My aunt used to make chocolate chip cheesecake—basically, a cheesecake with some chocolate chips stirred in. (Maybe about 1 C? I never looked at her recipe.)

Or you could do a chocolate swirled cheesecake. Or a chocolate turtle cheesecake.

(Am I wrong in assuming that cheesecake travels well?)

Okay, this looks absolutely fabulous.

dpworkin's avatar

((((((((((@gailcalled)))))))))) Huggzzzzzzzzzzzz! lol!

janbb's avatar

@pdworkin Hope you’ve™‘d Huggzzzzzzzzz – otherwise I call it.

dpworkin's avatar

sure, steal my best material, @janbb. Who are you, anyway, Henny Youngman?

janbb's avatar

@pdworkin (Waggles eyebrows) I’ve always preferred to think of myself as Groucho Marx!

dpworkin's avatar

Groucho wrote his own schtick, bubelleh

janbb's avatar

Ah, why don’t you shtick it up your

See I can write my own lines!

MissAusten's avatar

@tedibear39 I think the high sugar content in the frosting slows spoilage enough that the drive will be OK.

So, I decided to make the cake @tedibear39 suggested. I’ll be baking it after we go out to lunch with family this afternoon.

@pdworkin Maybe next year I’ll try that Yule Log. This year was too rushed (I also made candies and hundreds of cookies). Next year I’ll start earlier, and have my daughter help. That way, if it doesn’t look very nice I can blame it on her. She’s just a kid, after all.

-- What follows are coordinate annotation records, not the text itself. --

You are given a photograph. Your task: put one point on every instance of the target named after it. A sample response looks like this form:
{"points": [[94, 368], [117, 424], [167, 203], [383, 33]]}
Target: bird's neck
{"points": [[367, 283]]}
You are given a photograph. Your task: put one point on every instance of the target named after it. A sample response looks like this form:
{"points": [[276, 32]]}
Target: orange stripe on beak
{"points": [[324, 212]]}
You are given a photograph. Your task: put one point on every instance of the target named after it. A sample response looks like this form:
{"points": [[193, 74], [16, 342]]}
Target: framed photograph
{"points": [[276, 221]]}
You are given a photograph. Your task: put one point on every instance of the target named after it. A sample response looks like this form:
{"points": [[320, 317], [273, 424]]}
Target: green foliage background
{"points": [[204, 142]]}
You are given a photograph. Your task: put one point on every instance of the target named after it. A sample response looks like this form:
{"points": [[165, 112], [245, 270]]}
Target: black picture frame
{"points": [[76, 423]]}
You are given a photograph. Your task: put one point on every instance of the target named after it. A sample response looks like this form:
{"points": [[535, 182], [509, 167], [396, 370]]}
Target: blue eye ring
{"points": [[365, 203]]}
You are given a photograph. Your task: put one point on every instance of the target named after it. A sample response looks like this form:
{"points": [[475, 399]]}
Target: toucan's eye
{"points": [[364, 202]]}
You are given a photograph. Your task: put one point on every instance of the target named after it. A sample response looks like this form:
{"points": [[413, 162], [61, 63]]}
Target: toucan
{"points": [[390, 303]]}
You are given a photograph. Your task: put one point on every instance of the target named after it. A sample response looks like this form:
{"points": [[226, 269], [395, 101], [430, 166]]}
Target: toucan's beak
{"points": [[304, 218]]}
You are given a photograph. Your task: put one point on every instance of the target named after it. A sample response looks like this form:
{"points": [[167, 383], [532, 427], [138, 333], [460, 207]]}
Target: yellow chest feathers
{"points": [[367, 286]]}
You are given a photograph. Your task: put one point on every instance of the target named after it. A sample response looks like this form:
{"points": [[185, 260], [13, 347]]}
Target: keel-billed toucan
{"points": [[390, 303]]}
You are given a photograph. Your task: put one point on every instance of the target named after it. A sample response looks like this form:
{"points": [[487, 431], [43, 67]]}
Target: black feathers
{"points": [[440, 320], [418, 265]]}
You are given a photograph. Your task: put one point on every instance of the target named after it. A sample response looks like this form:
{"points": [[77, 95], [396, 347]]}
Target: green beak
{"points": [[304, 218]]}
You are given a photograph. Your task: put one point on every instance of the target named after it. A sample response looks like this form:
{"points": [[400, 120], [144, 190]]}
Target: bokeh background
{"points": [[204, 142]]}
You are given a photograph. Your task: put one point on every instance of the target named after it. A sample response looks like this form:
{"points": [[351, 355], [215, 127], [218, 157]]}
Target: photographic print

Thanks for all of the suggestions, many of which I am sure I will use since it always seems to be my assignment to bring dessert to family functions!

tedibear's avatar

Oh boy, MissAusten, the pressure of it all!!!

MissAusten's avatar

@tedibear39 No worries, the cake was great! I don’t know if you saw my baking emergency question (I forgot to buy cocoa, duh!), but with a little expert Fluther advice I was able to substitute melted chocolate chips. I got a lot of compliments on the cake! Thanks so much for the suggestion!

tedibear's avatar

YAY! I’m glad you worked it out and that you enjoyed it. I’ve never had a Gale Gand recipe fail on me.